BANGALORE: There is some good news for prospective homebuyers. The National Housing Bank (NHB) is focusing on bridging the demand-supply gap. Recently, the NHB decided to use a significant portion of its tax-free bonds’ proceeds to shore up long-term fixed-rate mortgage loans, especially for the low income and middle income housing in urban areas and suburbs.
NHB raised Rs 4,000 crores in tax-free bonds in 2013-14 and another Rs 3,200 crores in low-cost funds from overseas last fiscal. It will use these funds to refinance banks and housing finance companies (HFCs), which in turn will roll out longterm fixed-rate loans of up to Rs 10 lakhs to borrowers. The tenure for these loans will have to be 15-20 years.

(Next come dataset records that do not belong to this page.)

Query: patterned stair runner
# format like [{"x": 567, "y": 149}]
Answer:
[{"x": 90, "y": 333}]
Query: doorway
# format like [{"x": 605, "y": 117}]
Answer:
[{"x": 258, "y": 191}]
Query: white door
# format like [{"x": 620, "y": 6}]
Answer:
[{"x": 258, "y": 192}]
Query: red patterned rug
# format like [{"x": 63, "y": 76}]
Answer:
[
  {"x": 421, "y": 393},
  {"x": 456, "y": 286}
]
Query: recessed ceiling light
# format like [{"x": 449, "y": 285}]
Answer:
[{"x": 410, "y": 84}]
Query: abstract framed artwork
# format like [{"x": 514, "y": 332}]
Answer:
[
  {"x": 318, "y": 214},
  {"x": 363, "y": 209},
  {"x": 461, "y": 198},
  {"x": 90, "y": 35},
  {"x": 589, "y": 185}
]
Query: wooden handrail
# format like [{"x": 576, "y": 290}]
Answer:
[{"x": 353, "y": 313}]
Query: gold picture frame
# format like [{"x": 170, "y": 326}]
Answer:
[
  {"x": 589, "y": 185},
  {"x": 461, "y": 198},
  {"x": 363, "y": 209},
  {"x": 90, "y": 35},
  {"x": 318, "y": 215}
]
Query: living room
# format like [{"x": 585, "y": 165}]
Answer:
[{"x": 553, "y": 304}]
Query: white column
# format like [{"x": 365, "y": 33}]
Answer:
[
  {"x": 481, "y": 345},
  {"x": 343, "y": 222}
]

NHB is trying to develop the long-term fixed-rate mortgage market. It plans to use the proceeds of the tax-free bonds (fixed rate for 15 to 20 years) largely for better asset-liability maturity matching. The product will cater to the low income and middle income households who can be protected against the volatility in the floating rates, which is also a credit risk for lenders.
The banks and HFCs offer most of their home loans on the floating rate, which is linked to the base rate or benchmark prime lending rate, as lenders don’t have recourse to long-term funds. This tends to pass on the short-term risks to borrowers. This in turn leads to a sudden spurt in either the EMIs or the repayment period, and sometimes even both, whenever the Reserve Bank of India (RBI) increases the benchmark rates.
It is to be noted that even though some banks and HFCs do offer fixed rate loans, it comes at about two percentage points higher than the floating rate loan that is now at 10.50 to 11 percent. As such, it acts as a disincentive to homebuyers and stops them from opting for a fixed rate loan.
As the Consumer Price Index (CPI) based inflation rate has remained above 10 percent in the past two years, the RBI maintained a tight monetary policy. In effect, this move has kept the mortgage rates high.
The NHB has underlined the housing shortage of 18.70 million units and that 90 percent of it is in the economically weaker sections and low income group segments. As such, the potential in these segments is huge and untapped.
In addition, the NHB recently announced a reduction in interest rate on its special refinance scheme to 8.25 percent from 8.50 percent, for loans up to Rs 5 lakhs. For loans up to Rs 10 lakhs, the NHB decided to cut the rate to 8.50 percent from 8.75 percent. The scheme is aimed at ensuring long-term fixed-rate refinance at affordable interest rates to build or buy a house in an urban area. This scheme is targeted at the low income and middle income segments.
Further, the refinance extended to primary lending institutions including banks, HFCs and lenders in the cooperative sector is for 5-15 year tenures at fixed rates.